Automatic compaction

By default, Tau compacts automatically when the estimate gets close to the model’s context window. It checks three moments:

before a new prompt (to catch context added out-of-band),
after a successful turn (to compact before your next turn), and
after a context-overflow error (compact and retry once).

When it compacts, Tau asks the model to summarize older messages, keeps a recent suffix of the conversation, and continues. The original session file is never edited — only the active context sent to the provider changes.

The default threshold follows the model’s context window minus a reserve. You can override it for a run:

tau --auto-compact-threshold 100000

Automatic compaction is best-effort: if summarization fails, Tau logs it, keeps the original context, and carries on.

Manual compaction

Compact on demand any time:

/compact
/compact focus on the database migration work

Optional text after /compact is added as extra focus for the summary. Manual compaction summarizes the whole active context into one summary and fails visibly if the request fails.

Thinking modes

Some models can spend extra effort reasoning before answering.

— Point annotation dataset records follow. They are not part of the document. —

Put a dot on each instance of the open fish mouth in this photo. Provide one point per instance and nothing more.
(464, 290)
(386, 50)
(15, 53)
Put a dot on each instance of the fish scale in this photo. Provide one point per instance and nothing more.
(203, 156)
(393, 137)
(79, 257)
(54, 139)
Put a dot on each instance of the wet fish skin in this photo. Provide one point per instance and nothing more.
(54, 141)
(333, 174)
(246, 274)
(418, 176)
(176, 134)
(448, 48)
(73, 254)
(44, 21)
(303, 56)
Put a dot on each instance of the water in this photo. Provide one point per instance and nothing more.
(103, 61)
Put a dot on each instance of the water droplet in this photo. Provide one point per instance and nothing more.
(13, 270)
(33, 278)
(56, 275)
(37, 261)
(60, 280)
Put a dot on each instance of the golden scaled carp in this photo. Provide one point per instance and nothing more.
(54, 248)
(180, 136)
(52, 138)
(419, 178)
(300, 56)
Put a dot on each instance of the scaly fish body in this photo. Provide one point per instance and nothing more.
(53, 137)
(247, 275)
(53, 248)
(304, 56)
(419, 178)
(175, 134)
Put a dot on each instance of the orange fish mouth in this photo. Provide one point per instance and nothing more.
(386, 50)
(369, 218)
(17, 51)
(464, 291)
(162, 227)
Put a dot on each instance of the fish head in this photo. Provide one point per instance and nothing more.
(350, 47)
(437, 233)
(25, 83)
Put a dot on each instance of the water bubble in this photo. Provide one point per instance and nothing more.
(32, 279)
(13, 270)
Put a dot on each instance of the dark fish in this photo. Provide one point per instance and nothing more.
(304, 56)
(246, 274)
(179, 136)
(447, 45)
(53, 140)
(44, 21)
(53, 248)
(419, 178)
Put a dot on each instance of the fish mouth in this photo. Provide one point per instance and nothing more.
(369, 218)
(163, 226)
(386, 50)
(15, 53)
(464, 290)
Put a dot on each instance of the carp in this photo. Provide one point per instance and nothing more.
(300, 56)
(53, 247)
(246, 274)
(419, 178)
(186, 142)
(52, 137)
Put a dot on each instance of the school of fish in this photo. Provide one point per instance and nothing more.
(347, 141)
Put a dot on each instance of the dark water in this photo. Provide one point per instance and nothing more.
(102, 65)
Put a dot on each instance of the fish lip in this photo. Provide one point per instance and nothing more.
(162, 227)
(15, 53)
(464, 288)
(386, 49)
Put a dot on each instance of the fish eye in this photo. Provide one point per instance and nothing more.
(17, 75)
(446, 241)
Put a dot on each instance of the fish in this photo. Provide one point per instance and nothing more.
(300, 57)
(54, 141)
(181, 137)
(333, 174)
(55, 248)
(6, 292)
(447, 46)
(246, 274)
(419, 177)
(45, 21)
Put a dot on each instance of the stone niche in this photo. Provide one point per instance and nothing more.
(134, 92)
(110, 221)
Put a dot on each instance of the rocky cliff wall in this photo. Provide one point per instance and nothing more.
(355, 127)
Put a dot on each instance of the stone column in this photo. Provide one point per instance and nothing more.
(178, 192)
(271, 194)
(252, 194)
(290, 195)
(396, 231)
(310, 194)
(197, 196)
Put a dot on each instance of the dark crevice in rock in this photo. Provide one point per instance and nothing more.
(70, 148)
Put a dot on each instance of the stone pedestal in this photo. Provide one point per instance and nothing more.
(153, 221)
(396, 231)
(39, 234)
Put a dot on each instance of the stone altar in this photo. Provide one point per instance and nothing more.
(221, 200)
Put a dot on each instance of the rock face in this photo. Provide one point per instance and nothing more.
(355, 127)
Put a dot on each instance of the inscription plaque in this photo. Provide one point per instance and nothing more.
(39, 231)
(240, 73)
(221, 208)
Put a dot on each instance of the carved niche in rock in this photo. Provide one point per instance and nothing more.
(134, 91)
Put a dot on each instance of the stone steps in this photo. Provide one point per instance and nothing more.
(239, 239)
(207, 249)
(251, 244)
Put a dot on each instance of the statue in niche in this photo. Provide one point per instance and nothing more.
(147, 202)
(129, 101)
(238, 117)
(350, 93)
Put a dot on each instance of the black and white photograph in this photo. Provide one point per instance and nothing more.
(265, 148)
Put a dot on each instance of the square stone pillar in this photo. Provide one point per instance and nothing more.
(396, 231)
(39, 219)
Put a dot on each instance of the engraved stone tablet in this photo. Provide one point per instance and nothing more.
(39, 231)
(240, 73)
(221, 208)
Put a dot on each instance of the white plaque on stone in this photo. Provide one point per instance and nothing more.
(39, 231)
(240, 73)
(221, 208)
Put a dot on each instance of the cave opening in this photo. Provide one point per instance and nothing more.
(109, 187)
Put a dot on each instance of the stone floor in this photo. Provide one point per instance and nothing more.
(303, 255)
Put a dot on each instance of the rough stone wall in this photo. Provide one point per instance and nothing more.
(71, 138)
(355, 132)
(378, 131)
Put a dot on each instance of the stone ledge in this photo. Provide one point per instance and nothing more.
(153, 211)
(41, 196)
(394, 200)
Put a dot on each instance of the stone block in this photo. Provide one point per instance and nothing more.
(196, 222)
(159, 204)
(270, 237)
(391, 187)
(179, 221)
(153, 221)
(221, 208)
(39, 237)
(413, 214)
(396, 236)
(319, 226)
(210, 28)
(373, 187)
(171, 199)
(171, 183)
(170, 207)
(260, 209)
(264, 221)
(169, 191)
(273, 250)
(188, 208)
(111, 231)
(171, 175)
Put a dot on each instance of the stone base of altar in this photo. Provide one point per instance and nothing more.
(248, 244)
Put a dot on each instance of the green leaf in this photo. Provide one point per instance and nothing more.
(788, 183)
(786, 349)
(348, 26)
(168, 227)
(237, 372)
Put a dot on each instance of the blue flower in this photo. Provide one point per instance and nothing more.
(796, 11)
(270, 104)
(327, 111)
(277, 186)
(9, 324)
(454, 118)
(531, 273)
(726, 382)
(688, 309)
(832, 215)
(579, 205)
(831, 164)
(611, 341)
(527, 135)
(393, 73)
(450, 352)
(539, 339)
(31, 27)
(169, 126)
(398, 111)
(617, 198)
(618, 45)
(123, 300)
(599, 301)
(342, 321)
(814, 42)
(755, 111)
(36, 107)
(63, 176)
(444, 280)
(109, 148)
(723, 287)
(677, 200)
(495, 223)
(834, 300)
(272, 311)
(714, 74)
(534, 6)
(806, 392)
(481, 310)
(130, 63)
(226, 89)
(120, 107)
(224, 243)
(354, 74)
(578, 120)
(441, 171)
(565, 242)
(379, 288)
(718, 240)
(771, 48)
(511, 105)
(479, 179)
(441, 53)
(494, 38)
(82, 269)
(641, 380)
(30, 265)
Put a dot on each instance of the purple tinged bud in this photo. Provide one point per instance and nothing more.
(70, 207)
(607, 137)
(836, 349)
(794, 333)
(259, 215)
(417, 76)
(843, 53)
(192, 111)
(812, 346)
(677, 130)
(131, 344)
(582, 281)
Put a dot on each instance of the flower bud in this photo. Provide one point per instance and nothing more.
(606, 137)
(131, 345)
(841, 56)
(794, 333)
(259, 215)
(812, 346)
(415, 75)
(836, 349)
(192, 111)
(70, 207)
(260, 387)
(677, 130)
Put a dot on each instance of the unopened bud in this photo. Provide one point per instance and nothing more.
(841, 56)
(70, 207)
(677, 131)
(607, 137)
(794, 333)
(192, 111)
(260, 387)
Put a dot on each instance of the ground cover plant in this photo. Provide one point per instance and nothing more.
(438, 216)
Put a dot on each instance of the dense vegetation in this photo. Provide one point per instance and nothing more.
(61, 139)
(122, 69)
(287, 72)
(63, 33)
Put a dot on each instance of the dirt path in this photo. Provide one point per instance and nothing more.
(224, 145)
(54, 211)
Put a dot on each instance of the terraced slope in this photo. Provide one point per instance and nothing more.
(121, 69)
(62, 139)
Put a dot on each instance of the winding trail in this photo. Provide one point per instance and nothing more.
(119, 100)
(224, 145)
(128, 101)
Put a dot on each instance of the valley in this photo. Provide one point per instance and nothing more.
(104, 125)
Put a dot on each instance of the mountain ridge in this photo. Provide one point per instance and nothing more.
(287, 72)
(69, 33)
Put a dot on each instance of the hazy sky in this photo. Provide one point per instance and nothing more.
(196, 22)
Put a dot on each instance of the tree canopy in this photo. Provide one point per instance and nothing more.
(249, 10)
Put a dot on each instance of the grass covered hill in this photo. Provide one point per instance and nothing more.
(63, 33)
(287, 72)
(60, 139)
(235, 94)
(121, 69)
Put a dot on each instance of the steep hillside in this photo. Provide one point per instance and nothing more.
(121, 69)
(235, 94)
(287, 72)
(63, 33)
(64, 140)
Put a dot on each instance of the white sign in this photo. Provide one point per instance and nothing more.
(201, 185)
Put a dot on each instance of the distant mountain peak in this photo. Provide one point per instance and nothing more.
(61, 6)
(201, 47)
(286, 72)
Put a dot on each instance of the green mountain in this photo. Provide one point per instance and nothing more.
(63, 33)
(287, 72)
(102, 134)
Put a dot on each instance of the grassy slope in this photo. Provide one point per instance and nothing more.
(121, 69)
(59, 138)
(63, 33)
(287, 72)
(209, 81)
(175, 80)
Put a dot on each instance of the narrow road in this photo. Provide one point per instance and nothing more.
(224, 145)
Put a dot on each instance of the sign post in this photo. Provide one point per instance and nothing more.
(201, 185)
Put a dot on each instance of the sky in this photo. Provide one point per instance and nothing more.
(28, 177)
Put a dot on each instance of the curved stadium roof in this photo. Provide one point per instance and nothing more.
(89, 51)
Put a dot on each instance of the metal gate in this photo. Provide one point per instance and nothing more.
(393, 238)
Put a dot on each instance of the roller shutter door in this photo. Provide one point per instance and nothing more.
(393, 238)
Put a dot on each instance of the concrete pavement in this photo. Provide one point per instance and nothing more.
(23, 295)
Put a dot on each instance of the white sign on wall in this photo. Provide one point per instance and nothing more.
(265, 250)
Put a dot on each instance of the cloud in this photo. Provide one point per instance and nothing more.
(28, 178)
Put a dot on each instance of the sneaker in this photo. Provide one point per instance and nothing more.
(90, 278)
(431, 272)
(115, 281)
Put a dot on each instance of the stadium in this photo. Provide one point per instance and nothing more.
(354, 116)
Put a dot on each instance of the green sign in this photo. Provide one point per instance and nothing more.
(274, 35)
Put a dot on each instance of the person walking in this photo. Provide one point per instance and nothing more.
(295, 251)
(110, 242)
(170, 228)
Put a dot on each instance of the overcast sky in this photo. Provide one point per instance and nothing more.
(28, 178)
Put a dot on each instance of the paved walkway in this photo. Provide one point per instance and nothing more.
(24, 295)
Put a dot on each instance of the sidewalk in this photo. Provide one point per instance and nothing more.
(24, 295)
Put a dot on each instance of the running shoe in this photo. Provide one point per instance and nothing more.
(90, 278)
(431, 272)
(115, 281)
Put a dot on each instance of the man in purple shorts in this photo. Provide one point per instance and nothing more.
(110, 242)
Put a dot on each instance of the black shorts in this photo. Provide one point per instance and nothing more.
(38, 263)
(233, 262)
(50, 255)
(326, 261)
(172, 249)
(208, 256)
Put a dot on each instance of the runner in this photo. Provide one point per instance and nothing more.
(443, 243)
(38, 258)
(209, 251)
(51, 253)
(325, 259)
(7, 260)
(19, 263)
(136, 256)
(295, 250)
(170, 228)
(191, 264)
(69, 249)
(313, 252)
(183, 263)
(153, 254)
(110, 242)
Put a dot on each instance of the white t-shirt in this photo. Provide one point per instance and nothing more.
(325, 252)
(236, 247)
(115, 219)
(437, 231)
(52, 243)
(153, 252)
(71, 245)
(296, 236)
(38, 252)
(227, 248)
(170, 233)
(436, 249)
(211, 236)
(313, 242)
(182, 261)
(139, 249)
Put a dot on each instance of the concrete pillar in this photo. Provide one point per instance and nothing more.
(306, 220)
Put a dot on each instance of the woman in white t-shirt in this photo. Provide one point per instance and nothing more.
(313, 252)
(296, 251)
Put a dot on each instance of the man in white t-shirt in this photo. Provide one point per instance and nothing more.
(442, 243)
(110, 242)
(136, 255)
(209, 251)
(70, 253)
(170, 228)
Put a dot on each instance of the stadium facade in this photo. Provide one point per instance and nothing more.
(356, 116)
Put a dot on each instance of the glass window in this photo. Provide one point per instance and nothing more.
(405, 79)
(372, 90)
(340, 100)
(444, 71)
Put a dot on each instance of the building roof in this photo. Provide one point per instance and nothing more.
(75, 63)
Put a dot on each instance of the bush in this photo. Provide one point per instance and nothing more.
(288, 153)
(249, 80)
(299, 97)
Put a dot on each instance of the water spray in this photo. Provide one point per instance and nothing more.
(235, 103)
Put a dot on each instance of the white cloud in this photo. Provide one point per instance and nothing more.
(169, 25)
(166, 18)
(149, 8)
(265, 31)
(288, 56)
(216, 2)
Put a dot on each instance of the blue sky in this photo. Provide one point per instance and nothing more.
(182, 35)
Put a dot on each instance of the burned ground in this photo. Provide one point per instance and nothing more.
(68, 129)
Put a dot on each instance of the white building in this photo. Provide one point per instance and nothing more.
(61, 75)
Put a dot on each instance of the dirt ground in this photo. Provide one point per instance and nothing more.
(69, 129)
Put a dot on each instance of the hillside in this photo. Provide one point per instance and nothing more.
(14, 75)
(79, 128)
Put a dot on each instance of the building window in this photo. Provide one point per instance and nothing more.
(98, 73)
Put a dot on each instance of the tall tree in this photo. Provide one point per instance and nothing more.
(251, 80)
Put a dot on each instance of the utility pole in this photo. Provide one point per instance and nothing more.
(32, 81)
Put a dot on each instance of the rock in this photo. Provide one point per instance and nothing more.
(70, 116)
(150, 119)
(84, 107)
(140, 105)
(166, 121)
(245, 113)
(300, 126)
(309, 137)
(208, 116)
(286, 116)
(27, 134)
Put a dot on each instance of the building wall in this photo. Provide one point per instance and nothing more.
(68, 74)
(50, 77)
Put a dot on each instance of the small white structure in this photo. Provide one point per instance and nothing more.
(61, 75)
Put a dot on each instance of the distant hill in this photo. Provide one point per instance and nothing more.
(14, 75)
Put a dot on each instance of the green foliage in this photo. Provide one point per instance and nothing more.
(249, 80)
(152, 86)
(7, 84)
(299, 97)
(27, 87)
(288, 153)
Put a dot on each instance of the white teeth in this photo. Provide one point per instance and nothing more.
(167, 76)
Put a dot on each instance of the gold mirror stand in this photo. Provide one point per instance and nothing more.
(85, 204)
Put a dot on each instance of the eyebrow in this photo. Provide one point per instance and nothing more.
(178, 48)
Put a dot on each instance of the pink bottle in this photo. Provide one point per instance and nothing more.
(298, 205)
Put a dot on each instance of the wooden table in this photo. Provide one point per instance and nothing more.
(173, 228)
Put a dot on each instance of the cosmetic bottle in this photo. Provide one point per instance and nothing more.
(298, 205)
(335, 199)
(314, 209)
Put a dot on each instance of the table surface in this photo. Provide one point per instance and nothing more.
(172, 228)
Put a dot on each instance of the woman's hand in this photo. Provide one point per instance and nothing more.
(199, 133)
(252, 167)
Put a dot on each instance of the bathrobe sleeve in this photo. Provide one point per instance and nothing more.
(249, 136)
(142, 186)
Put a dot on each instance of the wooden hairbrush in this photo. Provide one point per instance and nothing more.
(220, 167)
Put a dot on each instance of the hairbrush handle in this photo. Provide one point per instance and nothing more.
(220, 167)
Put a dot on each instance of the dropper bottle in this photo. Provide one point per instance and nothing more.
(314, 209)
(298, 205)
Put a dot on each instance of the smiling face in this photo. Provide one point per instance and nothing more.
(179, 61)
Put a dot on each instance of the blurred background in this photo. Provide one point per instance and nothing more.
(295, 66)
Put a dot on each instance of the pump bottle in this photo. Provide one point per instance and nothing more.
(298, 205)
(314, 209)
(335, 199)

Tau exposes a thinking level you can cycle:

off → minimal → low → medium → high → xhigh

Shift+Tab cycles the thinking level (default is medium).
Ctrl+T toggles whether streamed reasoning tokens are shown (hidden by default).

Thinking is model-aware: Tau enables it only when the active provider declares supported levels for the active model. When it’s unavailable, /session shows the reason (e.g. the provider doesn’t declare thinking_levels, or the model isn’t listed). Custom providers can opt in via thinking_levels in their config — see Configuration.